Even though we obtain most of our data either directly from the exchanges, or from a very robust archival process, this raw data is not research-ready. Errors can persist even in exchange-sourced data.
Therefore, we have introduced two filtering processes that add significant value to our equity, futures, and cash index trade data. Using a proprietary price filtering algorithm and codes included in the data by the exchanges, we remove or modify suspect ticks to improve the utility of the data without taking out the reality of volatile, free markets.

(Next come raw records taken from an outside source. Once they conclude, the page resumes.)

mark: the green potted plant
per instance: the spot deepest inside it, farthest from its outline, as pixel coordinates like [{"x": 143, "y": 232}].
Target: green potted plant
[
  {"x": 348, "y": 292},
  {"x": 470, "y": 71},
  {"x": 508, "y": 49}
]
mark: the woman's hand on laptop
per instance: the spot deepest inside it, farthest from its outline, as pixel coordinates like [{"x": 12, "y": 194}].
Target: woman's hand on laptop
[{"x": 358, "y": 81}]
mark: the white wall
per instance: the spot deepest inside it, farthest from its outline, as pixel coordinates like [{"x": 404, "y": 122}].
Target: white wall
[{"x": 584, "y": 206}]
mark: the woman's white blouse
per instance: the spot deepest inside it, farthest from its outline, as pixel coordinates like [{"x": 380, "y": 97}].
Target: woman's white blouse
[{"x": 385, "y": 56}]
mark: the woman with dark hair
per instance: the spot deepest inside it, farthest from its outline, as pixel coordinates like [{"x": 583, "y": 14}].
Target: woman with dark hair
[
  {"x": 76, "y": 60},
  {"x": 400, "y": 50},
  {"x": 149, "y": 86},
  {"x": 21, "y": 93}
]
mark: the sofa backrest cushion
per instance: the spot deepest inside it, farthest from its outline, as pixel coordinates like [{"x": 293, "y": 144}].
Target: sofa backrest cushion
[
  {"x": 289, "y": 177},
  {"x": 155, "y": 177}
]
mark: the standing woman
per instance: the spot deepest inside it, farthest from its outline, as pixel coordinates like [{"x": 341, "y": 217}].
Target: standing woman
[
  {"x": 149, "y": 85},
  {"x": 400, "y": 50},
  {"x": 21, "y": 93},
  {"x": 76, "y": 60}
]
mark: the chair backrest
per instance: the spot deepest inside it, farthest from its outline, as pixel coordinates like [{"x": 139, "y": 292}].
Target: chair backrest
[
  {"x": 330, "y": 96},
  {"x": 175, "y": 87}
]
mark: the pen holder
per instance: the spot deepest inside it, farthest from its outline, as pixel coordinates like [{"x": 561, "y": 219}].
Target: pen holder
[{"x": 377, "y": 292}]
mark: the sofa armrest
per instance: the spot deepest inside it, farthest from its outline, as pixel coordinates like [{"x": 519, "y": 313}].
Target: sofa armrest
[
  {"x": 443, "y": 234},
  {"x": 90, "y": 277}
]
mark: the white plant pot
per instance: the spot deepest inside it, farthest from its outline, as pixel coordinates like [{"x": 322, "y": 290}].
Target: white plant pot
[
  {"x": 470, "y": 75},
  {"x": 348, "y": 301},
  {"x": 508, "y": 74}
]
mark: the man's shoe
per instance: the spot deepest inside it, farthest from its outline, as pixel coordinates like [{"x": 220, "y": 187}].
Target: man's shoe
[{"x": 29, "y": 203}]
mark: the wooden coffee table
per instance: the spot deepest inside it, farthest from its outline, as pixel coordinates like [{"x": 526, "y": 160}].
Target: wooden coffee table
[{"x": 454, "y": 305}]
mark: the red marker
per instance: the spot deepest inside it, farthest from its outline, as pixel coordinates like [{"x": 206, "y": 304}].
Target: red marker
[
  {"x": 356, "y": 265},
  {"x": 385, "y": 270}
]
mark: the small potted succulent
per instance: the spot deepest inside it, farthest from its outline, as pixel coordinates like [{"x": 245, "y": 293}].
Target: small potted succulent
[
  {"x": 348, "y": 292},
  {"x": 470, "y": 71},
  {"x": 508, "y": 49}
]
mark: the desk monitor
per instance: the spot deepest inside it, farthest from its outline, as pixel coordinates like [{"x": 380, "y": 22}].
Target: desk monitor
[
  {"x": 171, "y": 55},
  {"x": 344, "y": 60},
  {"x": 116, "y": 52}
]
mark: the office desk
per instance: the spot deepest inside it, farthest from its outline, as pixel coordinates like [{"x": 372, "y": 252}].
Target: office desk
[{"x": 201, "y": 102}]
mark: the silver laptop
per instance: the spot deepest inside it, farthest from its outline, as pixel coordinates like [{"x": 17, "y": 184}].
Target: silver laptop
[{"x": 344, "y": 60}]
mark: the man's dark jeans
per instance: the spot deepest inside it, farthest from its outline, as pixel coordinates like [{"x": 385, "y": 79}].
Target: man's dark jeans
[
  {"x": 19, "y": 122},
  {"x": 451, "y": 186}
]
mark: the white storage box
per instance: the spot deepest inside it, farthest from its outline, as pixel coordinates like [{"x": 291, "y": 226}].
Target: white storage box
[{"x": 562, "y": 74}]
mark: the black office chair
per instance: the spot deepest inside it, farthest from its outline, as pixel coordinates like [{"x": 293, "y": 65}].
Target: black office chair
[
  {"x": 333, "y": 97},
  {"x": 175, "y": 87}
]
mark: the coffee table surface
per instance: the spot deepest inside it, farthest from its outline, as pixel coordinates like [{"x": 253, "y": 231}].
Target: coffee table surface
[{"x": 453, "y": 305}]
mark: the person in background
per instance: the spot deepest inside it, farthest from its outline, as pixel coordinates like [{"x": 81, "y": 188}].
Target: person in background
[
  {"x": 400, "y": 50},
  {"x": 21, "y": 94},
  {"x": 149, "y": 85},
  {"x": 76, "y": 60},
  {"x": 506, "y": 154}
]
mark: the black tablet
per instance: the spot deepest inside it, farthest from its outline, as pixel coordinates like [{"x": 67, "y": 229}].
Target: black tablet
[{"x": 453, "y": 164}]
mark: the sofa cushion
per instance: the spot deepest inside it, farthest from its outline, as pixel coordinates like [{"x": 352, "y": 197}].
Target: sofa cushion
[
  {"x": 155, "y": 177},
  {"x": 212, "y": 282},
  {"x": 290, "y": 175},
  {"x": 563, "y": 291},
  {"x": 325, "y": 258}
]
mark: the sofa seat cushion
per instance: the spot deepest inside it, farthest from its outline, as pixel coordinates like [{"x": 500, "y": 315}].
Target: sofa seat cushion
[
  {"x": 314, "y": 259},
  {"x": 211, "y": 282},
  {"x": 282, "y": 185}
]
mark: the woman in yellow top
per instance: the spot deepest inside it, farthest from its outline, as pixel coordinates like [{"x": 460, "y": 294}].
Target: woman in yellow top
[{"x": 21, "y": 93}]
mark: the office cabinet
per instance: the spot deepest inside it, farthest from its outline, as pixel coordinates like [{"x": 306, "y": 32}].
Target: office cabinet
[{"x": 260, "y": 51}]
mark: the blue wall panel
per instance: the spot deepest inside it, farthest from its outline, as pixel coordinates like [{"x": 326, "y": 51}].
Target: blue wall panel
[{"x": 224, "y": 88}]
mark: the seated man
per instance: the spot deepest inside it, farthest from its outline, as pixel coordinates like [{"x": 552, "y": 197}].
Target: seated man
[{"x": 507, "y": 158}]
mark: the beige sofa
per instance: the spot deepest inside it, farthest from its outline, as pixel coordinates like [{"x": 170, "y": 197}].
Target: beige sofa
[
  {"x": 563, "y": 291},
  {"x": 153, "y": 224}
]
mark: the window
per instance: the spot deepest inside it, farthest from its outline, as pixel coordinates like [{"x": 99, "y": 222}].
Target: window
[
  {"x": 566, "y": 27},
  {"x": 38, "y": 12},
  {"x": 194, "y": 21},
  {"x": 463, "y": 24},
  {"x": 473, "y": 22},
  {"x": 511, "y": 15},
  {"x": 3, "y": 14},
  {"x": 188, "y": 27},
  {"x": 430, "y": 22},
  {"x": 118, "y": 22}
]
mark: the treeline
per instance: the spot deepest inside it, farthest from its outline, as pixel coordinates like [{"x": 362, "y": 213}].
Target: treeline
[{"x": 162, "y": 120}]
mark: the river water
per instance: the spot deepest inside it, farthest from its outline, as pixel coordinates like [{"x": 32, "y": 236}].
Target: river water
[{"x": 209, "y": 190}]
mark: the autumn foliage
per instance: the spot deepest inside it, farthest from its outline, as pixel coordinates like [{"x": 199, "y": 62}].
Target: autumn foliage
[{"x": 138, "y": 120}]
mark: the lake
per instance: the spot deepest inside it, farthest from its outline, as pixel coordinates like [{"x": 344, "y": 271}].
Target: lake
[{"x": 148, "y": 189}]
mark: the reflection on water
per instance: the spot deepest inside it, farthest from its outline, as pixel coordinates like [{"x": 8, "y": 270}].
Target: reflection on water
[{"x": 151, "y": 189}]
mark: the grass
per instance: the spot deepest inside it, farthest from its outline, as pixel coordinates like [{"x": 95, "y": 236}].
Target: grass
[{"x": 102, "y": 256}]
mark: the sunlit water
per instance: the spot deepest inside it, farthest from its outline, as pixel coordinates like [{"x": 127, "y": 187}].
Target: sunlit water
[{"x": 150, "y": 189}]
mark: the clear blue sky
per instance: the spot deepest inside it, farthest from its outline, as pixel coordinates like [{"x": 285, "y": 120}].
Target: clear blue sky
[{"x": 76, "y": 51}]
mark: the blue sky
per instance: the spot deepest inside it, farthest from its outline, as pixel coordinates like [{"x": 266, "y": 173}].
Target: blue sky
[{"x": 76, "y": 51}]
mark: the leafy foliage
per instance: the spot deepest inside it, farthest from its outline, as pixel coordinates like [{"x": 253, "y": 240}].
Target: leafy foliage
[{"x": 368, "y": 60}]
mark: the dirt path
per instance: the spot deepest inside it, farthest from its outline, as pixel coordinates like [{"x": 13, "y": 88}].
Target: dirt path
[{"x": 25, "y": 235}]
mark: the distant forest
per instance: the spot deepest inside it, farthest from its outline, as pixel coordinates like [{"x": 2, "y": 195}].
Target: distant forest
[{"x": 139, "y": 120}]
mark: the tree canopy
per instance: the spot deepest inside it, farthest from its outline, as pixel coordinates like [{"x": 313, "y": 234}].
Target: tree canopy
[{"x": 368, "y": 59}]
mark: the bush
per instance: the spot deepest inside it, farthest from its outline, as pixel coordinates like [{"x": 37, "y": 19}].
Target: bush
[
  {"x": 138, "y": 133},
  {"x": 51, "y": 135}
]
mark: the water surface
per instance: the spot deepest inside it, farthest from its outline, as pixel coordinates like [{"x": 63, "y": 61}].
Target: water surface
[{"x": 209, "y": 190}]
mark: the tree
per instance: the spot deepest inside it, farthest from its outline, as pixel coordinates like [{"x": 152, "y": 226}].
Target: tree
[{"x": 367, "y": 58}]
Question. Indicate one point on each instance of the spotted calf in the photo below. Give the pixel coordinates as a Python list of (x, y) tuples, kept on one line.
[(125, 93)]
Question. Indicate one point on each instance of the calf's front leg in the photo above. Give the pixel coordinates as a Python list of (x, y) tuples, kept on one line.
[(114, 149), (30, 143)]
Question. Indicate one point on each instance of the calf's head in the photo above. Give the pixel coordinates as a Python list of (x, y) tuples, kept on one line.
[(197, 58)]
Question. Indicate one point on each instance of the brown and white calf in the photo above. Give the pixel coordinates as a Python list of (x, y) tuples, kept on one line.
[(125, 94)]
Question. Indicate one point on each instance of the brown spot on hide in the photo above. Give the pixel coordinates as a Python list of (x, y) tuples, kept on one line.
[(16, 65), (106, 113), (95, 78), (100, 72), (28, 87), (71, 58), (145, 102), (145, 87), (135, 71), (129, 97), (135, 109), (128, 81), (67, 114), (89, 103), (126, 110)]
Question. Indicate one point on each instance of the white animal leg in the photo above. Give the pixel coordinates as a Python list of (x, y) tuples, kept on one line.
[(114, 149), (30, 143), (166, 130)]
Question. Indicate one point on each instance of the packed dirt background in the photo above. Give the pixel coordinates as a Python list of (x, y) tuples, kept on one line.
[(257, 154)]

Our process includes:
- Data Validation – We first programmatically look for any gaps where a trade has not occurred for a period of time unusual at that time of day for that specific symbol, or where the price difference between two consecutive trades is uncharacteristic for that particular symbol. We also ensure we have data for all available symbols in the dataset.
- Price Filtering – Our algorithmic filters flag trades that appear to be non-representative of market conditions (i.e. “bad ticks”) and suggest corrected values. We do not overwrite suspect ticks in the source files, but flag them for removal by TickWrite®. Our TickWrite data management software can use the unfiltered or filtered prices in its output. Having both prices in the data allows clients to review the results of our filtering and choose the time series they prefer.
- Condition Code Filtering – We also filter our tick-by-tick trade data for various condition codes that denote out-of-sequence trades, cancelled trades, block trades, off-exchange transactions, and other conditions that require data points to be removed prior to use by a quant. As with the price filter, the tick-by-tick trade source data files contain the ticks flagged for removal, and the user can decide whether or not TickWrite should include them in output time series files.